You’ve just made the perfect PB&J. You pick it up, hold the bread in your hands, and take a bite, only to watch the best part of the sandwich plop onto your lap, ruining your day. Flash is kind of like that. Another example: Look closely at a rubber O-ring and you’ll see a thin line surrounding it. That extra material, called a parting line is where the two halves of the mold come together to form your part, squashing out onto the periphery. Free-flowing materials often have this issue, and if it’s a concern, you’ll need to trim each part after it has cooled. On parts like this, you’re going to get some flash, but on orthogonal parts, you can be strategic about where your seams are to avoid obvious flash.

Avoid Swirling in Injection Molding

No one wants their parts to look like a marble cake. To avoid that, add color to your parts. We stock more than 40 standard colorants which are mixed with natural resin pellets before the molding run. The combination is usually quite close to the target color, but the final product may vary due to the polymer being used, texture and polish of the tool, and swirling during the mixing process. If you want an identical color match on your parts, it’s best to purchase color-matched, pre-compounded resin from an external vendor. We accept most customer-supplied resins sent our way.

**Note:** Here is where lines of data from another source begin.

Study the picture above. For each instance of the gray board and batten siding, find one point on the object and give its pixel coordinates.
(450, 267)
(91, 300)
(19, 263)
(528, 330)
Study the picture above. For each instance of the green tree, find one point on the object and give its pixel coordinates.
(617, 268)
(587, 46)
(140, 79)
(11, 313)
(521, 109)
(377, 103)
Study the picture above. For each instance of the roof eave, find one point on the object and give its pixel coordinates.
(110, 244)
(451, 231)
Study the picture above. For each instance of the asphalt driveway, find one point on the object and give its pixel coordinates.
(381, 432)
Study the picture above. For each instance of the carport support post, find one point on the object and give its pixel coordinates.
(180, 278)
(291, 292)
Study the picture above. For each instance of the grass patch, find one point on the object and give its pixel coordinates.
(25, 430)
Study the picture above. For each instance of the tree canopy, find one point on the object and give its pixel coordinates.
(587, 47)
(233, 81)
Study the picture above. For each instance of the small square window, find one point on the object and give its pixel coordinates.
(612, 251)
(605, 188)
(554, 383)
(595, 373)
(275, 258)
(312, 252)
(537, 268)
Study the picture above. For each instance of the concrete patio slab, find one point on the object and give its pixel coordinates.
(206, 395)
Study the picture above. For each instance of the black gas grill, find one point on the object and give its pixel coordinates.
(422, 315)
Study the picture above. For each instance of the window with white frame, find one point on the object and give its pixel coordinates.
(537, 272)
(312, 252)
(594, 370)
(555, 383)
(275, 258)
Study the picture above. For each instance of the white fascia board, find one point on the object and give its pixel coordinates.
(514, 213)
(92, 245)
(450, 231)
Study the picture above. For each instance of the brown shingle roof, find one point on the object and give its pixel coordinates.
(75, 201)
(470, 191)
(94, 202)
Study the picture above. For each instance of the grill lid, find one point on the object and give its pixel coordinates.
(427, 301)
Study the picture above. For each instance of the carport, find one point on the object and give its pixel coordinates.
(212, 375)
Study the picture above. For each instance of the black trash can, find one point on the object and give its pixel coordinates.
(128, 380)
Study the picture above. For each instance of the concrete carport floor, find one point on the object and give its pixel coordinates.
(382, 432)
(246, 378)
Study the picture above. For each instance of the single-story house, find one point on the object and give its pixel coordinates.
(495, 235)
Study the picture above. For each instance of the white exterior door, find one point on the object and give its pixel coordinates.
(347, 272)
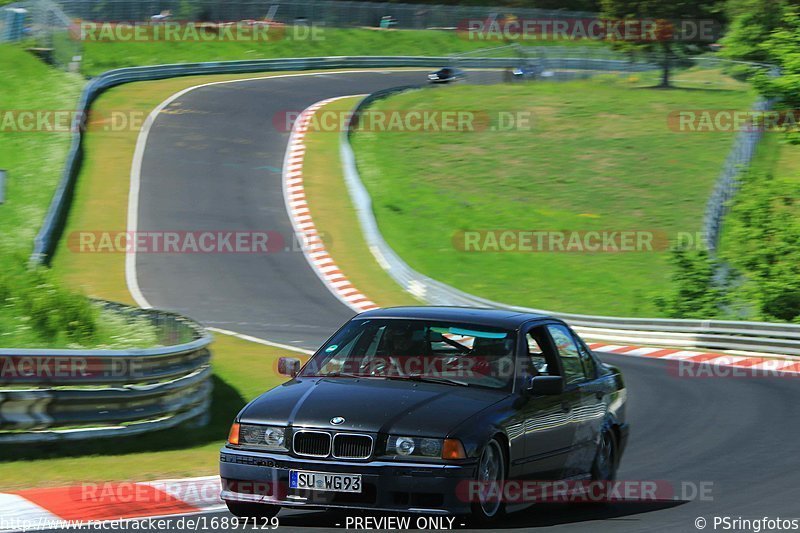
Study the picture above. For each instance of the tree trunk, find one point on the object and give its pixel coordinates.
(666, 65)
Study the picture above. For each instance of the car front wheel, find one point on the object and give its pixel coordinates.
(252, 510)
(491, 475)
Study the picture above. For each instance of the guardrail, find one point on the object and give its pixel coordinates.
(774, 338)
(48, 395)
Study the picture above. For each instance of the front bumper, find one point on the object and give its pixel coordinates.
(260, 477)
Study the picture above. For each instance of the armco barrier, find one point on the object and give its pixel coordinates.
(48, 395)
(775, 338)
(45, 242)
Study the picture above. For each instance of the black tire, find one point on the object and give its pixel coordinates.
(252, 510)
(491, 468)
(604, 466)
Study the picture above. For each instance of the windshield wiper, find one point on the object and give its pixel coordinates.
(338, 374)
(429, 379)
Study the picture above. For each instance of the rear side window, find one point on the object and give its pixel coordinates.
(568, 352)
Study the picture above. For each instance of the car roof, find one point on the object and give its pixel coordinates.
(499, 318)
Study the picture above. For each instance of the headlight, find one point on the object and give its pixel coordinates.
(414, 446)
(266, 437)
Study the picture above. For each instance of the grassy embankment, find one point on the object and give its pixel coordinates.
(600, 156)
(242, 369)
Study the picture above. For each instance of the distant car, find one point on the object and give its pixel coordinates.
(446, 75)
(530, 71)
(402, 407)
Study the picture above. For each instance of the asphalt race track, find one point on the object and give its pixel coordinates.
(212, 162)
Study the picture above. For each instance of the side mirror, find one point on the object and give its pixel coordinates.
(546, 385)
(288, 366)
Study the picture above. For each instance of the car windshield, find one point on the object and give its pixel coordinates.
(455, 354)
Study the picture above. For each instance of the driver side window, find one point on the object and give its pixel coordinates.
(536, 358)
(568, 352)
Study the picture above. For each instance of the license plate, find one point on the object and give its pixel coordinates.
(324, 481)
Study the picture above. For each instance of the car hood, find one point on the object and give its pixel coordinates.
(370, 405)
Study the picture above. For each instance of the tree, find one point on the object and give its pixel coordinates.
(752, 24)
(695, 292)
(683, 27)
(783, 49)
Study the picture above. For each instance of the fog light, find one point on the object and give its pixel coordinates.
(404, 445)
(453, 449)
(233, 436)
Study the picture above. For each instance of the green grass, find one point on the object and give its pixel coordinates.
(36, 310)
(242, 369)
(33, 160)
(99, 56)
(600, 156)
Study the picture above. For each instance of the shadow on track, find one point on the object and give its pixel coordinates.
(543, 515)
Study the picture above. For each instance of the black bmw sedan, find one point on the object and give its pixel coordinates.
(410, 409)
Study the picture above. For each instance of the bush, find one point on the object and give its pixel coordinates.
(33, 298)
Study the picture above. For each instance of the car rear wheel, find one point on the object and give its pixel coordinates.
(252, 510)
(491, 474)
(604, 467)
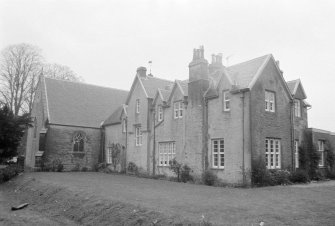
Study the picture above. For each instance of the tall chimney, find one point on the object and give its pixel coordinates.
(216, 64)
(198, 68)
(142, 72)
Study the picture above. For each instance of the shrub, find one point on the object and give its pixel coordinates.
(261, 176)
(9, 172)
(181, 171)
(209, 178)
(299, 176)
(46, 166)
(279, 177)
(132, 168)
(76, 167)
(185, 174)
(331, 174)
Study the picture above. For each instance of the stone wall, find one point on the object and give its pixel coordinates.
(138, 154)
(170, 130)
(271, 124)
(39, 111)
(59, 145)
(229, 125)
(114, 135)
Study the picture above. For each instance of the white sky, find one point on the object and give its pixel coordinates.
(105, 41)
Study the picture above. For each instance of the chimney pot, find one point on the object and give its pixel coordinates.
(142, 72)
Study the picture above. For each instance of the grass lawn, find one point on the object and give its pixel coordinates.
(312, 204)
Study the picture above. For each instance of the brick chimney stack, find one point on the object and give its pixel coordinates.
(216, 64)
(142, 72)
(198, 68)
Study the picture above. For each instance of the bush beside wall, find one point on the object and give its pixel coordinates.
(9, 172)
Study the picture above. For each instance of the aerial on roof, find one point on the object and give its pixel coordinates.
(80, 104)
(152, 83)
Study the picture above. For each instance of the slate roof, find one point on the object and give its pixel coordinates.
(184, 86)
(152, 83)
(80, 104)
(243, 73)
(292, 85)
(114, 118)
(165, 93)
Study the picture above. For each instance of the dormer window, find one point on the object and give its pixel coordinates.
(160, 113)
(226, 101)
(269, 101)
(297, 108)
(124, 125)
(138, 136)
(137, 106)
(178, 109)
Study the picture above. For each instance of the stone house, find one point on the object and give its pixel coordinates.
(225, 119)
(67, 122)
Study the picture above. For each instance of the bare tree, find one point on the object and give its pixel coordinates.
(20, 67)
(59, 71)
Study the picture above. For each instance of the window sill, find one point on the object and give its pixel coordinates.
(163, 166)
(217, 168)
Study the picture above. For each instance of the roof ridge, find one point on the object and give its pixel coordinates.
(160, 79)
(295, 80)
(248, 61)
(86, 84)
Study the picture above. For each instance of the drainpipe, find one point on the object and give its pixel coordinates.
(126, 145)
(243, 148)
(205, 134)
(102, 144)
(243, 91)
(154, 146)
(292, 135)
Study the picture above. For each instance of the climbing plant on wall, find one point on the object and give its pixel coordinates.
(309, 156)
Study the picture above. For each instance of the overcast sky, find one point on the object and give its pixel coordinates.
(105, 41)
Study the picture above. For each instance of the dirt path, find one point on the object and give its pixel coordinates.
(99, 199)
(27, 216)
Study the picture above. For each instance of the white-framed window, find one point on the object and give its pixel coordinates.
(178, 109)
(138, 136)
(270, 101)
(167, 152)
(78, 142)
(272, 153)
(218, 153)
(321, 149)
(226, 101)
(296, 153)
(137, 106)
(297, 108)
(109, 155)
(124, 125)
(160, 113)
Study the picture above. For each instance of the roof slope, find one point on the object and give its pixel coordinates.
(293, 85)
(152, 83)
(114, 118)
(242, 74)
(80, 104)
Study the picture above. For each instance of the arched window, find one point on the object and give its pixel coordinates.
(35, 127)
(78, 142)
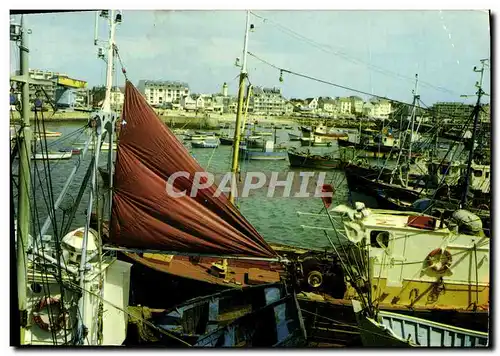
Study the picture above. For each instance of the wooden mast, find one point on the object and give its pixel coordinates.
(23, 212)
(237, 128)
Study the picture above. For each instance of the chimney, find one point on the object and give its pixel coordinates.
(224, 89)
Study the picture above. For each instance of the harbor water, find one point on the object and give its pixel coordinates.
(275, 217)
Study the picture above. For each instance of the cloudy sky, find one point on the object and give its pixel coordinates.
(377, 52)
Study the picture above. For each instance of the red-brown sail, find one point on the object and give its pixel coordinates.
(145, 216)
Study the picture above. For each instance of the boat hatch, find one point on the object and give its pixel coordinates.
(422, 222)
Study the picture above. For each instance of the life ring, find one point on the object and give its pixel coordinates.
(58, 319)
(439, 260)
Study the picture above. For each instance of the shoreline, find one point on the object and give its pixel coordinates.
(202, 121)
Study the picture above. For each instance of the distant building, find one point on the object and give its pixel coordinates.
(289, 108)
(485, 115)
(58, 89)
(267, 101)
(158, 92)
(188, 103)
(328, 104)
(345, 105)
(311, 104)
(356, 105)
(117, 97)
(452, 111)
(381, 109)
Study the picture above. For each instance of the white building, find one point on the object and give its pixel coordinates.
(311, 104)
(159, 92)
(117, 97)
(381, 109)
(267, 101)
(356, 104)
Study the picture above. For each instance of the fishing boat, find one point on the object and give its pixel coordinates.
(262, 133)
(207, 143)
(53, 155)
(226, 141)
(414, 258)
(179, 131)
(389, 329)
(196, 137)
(254, 142)
(314, 142)
(323, 132)
(308, 160)
(267, 153)
(265, 315)
(48, 134)
(68, 291)
(75, 151)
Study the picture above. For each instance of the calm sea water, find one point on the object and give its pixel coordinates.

Nitpicking About Knit Lines

When two streams of molten plastic meet in a mold, it’s doubtful that they will blend together peacefully. Instead, they are more likely to stay separated with a dividing line between them. You often see them at the edge of a hole or other cored feature. For the most part, knit lines are purely cosmetic, but just like two pieces of wood glued along an edge, that spot could fail if it encounters substantial stress, such as from a screw. In this case, designing a strengthening boss feature around the hole is a good precaution, or just skip the hole entirely and drill it afterwards.